SkillAgentSearch skills...

Patchwork

Command-line recursive question-answering with immutable contexts and explicit data store

Install / Use

/learn @oughtinc/Patchwork
About this skill

Quality Score

0/100

Supported Platforms

Universal

README

Patchwork

This repository contains an implementation of an HCH test bed. It is intended to serve as a model for a multi-user web app, and thus explicitly represents and manages all state in a data store.

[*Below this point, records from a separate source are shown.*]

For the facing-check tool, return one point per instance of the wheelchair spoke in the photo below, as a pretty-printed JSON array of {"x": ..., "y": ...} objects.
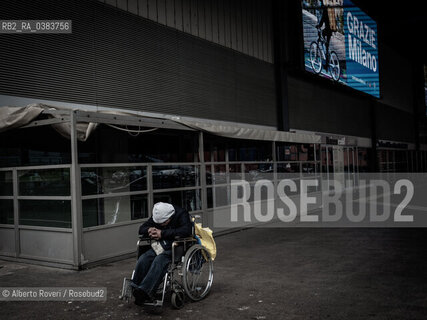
[{"x": 197, "y": 273}]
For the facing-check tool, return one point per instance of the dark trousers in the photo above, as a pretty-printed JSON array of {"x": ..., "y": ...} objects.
[{"x": 150, "y": 270}]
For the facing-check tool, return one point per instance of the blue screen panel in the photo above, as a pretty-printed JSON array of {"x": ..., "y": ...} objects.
[{"x": 340, "y": 43}]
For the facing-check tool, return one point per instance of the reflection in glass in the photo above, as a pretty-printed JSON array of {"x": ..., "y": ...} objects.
[
  {"x": 187, "y": 199},
  {"x": 220, "y": 174},
  {"x": 6, "y": 211},
  {"x": 290, "y": 167},
  {"x": 308, "y": 168},
  {"x": 256, "y": 171},
  {"x": 6, "y": 183},
  {"x": 165, "y": 177},
  {"x": 221, "y": 196},
  {"x": 209, "y": 174},
  {"x": 113, "y": 180},
  {"x": 46, "y": 213},
  {"x": 113, "y": 210},
  {"x": 47, "y": 182}
]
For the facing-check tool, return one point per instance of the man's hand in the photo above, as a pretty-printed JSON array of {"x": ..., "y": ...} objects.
[{"x": 155, "y": 233}]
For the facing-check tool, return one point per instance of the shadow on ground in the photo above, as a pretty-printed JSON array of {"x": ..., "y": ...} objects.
[{"x": 291, "y": 273}]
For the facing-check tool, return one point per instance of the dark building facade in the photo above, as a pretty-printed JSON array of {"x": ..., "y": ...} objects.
[{"x": 236, "y": 64}]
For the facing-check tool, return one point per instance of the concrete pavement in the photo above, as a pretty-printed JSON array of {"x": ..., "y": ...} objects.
[{"x": 289, "y": 273}]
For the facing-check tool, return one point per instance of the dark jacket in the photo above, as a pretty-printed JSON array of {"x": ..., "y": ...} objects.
[{"x": 179, "y": 226}]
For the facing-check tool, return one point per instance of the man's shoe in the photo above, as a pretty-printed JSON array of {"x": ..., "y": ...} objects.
[{"x": 140, "y": 296}]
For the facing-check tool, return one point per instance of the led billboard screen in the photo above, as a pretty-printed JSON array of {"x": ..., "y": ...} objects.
[
  {"x": 425, "y": 85},
  {"x": 340, "y": 43}
]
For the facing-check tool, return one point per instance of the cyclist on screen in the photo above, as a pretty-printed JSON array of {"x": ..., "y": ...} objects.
[{"x": 327, "y": 30}]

In the terms used by Ought's taxonomy of approaches to capability amplification, this program implements question-answering with:

  • Recursion
  • Pointers
  • A weak form of reflection, in which trees of workspaces can be passed around and inspected, but actions are not reifiable and not always inferrable. Specifically, pointer unlocking actions cannot be recovered.
  • Caching (memoization)
  • Lazy evaluation

The general idea here is that this is a system for breaking problems down into sub-problems. Given a starting problem, a human (H) takes actions that can either create sub-problems (contexts), unlock data (pointers), track some internal or strategic state (scratchpads), or solve the problem (reply to the question).

We make the assumption that H is a pure function from contexts to actions. This allows us to perform automation to avoid making unnecessary calls to H, as seen in the "is this list sorted" demo gif above.

Setup

In order to use this package, you'll need at least Python 3.6 and parsy 1.2.0.

You can get parsy by running pip install -r requirements.txt.

Usage

To begin, run

python -m patchwork.main [optional_database_file]

The app can be used to answer simple questions. When the app starts, the user will be presented with a prompt to enter a "root-level question". From here on, the user will be presented with a sequence of “contexts”.

Interpreting a context

At any given moment during the program's execution, you're looking at a context. A context can display four fields:

  1. A pointer to a predecessor workspace
  2. A pointer to a question to be answered (unlocked)
  3. A pointer to a scratchpad (unlocked) where intermediate work can be cached
  4. A list of pointers to subquestions. The subquestions themselves are unlocked, but the answers and workspaces used to compute those answers are not.

Hypertext in contexts

Contexts contain pointers, which can be thought of as links to pages in a web of hypertext. They are abstract references to data. A pointer can either be "locked" or "unlocked". Locked pointers appear as $<id>, where <id> is either a number, or a special identifier followed by a number. So $12 is a locked pointer, $q1 is the locked pointer to your first subquestion, $a1 is the locked pointer to the first subquestion's answer, and $w1 is the locked pointer to the workspace that generated the first subquestion's answer.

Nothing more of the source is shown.